Blade did not prompt her to continue, but her expression was not
totally disinterested, and Shadow decided that the sound of her own voice
was better than silence.
"When I left the Heartwood, I traveled east," she said. "Sneaking
around the woods through everyone's tribal boundaries, I sometimes
heard rumors of what the border tribes had seen. None of the humans
who ventured into the Heartwood ever made it as far as the Western
Heart Songwater, now, that is before some elvan patrol either killed
them or chased them out of the woods. I was excited at the idea of seeing
humans, maybe even walking among them, and I had a vague idea of
selling my carvings to earn a living.
"By the time I reached my first human city the idea had lost a lot of its
charm," Shadow continued wryly. "The first humans I met were
highwaymen. They beat me senseless and took all my carvings, everything
else I had. I couldn't even understand their language. I'd have gone back to
the forest after that, but it was too far to make it without tools, weapons,
or food. Fortunately a caravan of human pilgrims took me in and took me
as far as Wyndermere, which was a good-sized city then. By the time we
got there I'd picked up a little of the humans' language, not to mention a
few hundred fleas from a couple of the pilgrims. Apparently the tenets of
their religion didn't include bathing.
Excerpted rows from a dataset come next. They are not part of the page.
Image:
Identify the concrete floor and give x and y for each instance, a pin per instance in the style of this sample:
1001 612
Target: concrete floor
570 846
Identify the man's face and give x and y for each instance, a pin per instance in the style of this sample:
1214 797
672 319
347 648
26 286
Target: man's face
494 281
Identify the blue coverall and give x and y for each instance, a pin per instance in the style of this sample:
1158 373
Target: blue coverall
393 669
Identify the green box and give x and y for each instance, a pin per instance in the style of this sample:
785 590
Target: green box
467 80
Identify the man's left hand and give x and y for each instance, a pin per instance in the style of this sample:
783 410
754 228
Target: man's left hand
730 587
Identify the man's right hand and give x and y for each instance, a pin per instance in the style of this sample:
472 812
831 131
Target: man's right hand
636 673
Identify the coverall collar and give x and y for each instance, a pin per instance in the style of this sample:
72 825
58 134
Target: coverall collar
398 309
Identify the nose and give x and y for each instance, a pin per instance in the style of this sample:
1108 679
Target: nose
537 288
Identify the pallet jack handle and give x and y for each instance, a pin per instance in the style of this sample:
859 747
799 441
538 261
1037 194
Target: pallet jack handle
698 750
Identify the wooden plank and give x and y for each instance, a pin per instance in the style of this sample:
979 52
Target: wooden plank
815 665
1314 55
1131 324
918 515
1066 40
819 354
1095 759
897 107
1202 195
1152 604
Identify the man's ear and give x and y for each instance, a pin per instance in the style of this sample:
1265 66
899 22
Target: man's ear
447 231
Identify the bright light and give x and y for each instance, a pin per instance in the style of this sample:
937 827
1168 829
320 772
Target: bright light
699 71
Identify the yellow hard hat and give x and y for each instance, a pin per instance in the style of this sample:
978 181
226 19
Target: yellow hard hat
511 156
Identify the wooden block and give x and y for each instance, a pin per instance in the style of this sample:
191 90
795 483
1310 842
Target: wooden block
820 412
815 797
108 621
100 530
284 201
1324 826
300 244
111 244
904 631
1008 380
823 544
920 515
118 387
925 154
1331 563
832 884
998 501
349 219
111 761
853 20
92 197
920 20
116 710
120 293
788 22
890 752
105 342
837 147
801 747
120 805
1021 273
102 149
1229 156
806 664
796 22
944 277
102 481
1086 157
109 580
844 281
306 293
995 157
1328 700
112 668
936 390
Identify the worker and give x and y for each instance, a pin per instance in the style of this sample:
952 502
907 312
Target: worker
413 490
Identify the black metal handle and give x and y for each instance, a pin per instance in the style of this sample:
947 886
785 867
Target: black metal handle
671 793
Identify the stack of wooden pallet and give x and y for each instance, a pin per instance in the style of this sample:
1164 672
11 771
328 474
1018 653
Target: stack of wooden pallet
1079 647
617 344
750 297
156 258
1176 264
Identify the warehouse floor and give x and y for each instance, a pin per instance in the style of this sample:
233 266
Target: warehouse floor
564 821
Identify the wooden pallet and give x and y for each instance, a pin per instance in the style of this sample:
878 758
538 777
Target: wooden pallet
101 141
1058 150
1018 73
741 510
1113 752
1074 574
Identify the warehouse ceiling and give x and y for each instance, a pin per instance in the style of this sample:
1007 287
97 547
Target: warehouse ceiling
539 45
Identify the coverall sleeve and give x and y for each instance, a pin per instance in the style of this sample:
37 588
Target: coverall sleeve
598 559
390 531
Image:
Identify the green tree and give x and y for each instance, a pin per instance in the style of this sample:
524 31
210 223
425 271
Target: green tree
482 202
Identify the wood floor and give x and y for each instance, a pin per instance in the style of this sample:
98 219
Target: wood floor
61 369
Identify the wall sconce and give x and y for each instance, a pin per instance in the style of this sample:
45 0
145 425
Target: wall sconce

They gave me a little money, though,
and a lot more information, I think, than they intended."
"Wyndermere," Blade mused. "That city was burned and sacked by the
wave of barbarians moving south during the Black Wars, was it not?"
"The very same," Shadow nodded. "But at the time it wasn't too much
different from Allanmere smaller, fewer temples, fewer elves, and no real
Guild, but otherwise not much different.
"Wyndermere was where I started stealing," Shadow sighed. "It was
that or whoring, and I hadn't been that impressed with my first sample of
humans as bedmates. I had no training, though, and I was miserable at it.
Seemed like I was forever getting beaten around by somebody better
thieves, the people I was trying to rob, constables. I thought as soon as I
got enough money to buy weapons and a little food, I'd head back to the
Heartwood, but I couldn't even seem to manage to do that. Whoring
started to look better every day.
"Then one day I met an old, old elf in the beggars' plaza," Shadow said.
"His name was Doreth, and he'd once been a thief before age and a
strange crippling disease had ruined his bones. He struck me a
bargain that he'd teach me the art if I'd turn over half my take to him
every day. I agreed why not? and ended up staying in Wyndermere for
more than forty years while Doreth taught me. Quite an education, too.
"Doreth died about three years before the Black Wars came to
Wyndermere," Shadow said, shaking her head sadly in recollection. "The
last five years we'd spent most of our money on healers for him, but it
didn't do much good he had almost twenty centuries, and enough is
enough. Then his mind started to fail, and he decided too much was too
much. I spent the last of my money on the best poison to be bought, and
he thanked me for it. It was quick, at least, and painless.
"After that I didn't want to stay in Wyndermere, even though they'd
started up a Guild by then, and I moved east. Good thing for me, too,"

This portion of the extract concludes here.